The TXDPSA is enforced by the Texas Attorney General. Before initiating any action under the TXDPSA, the Attorney General will give the controller a written notice of thirty (30) days, specifying the provision(s) allegedly violated. During this period, the controller and/or processor has the opportunity to address and rectify the alleged violations. If the violations are not remedied within the thirty (30) days, the Texas Attorney General may proceed with legal action against the controller and/or processor, potentially recovering civil penalties of up to $7,500 per violation.

The Texas Data Privacy and Security Act (TDPSA) introduces crucial measures to safeguard personal data, including sensitive information and data used for targeted advertising. In today’s digital landscape, compliance with the TDPSA is more than a legal obligation’it’s an opportunity for businesses to build trust and enhance their reputation.
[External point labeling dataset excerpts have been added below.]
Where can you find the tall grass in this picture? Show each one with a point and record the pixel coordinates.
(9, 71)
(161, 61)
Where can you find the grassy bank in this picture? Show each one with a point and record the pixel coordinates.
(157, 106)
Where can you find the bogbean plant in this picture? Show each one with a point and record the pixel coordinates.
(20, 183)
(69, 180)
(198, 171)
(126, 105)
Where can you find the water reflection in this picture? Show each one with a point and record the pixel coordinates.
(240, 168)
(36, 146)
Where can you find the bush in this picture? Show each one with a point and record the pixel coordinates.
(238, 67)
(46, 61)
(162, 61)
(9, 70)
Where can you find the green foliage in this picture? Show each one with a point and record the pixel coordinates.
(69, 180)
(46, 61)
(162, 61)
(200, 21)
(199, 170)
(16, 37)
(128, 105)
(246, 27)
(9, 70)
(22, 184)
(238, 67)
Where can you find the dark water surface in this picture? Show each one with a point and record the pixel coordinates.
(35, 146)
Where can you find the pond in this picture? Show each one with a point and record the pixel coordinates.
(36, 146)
By understanding and adhering to key provisions such as the sale of personal data and conducting thorough data protection assessments, businesses can ensure they meet the TDPSA’s stringent guidelines. These include obtaining explicit consent for sensitive data, providing clear privacy notices, and implementing robust data security measures.

Staying informed about data privacy laws and implementing comprehensive data protection measures will help businesses comply with the TDPSA and foster a culture of privacy and security that benefits both the organization and its customers. Adhering to these requirements is essential for maintaining a good reputation and avoiding legal repercussions.

The TDPSA provides a solid framework for data privacy and security, emphasizing transparency, accountability, and consumer rights.